“When you draw near to a city to fight against it and you shall call to it to peace!” (Devarim 20:10)
It is a positive commandment that when fighting a city who we wish to conquer, which is called a voluntary war, that we should promise them that we will not kill them if they will make peace with us and become subservient to us. This means that they must pay taxes to our king and be under our control. If they refuse to make peace with us we are commanded to kill all of the adult males in the city, and to take captive all of the women and children and all the spoils.
Amongst the roots of this commandment are that since the trait of mercy is a good trait, we, as holy people, should conduct ourselves with this trait in all of its aspects whenever we can, even with idol-worshipping enemies. There is also a purpose in this so that our king should have people who are subservient to him and pay him taxes and when necessary can perform his service when necessary without having to spend any money. Killing enemies, on the other hand, has no point, since they want to be subservient to us. Instead, we are showing ourselves to be sadistic and wasteful.

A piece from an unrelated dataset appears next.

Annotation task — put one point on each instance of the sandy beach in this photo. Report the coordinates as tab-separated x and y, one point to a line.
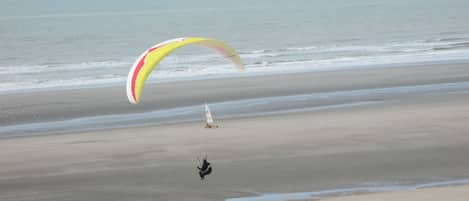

Amongst the laws of this commandment are that one should offer peace in all battles, be they obligatory or voluntary. An obligatory war includes those against Amalek and the seven nations. About all of these it says that if they make peace with us, (by accepting taxes and subservience) and they undertake to keep the seven Noachide commandments, that we may not kill any of them and they will be subservient to us and pay us tax. If, on the other hand, they do not make peace, there is a distinction between obligatory and voluntary wars, in that in an obligatory war we must kill all of them, whereas in a voluntary war we kill only the males. Another distinction is that in a voluntary war when besieging a city one leaves one side open so that they can escape from there, whereas in a war against the seven nations we surround them on all sides. Nevertheless, we inform them first that if they would like to leave the city and go away, they have the right to do so. This commandment applies when Klal Yisrael are in their land, to men who are able to fight, and it is one of those commandments incumbent on the general public and especially on the king and leaders.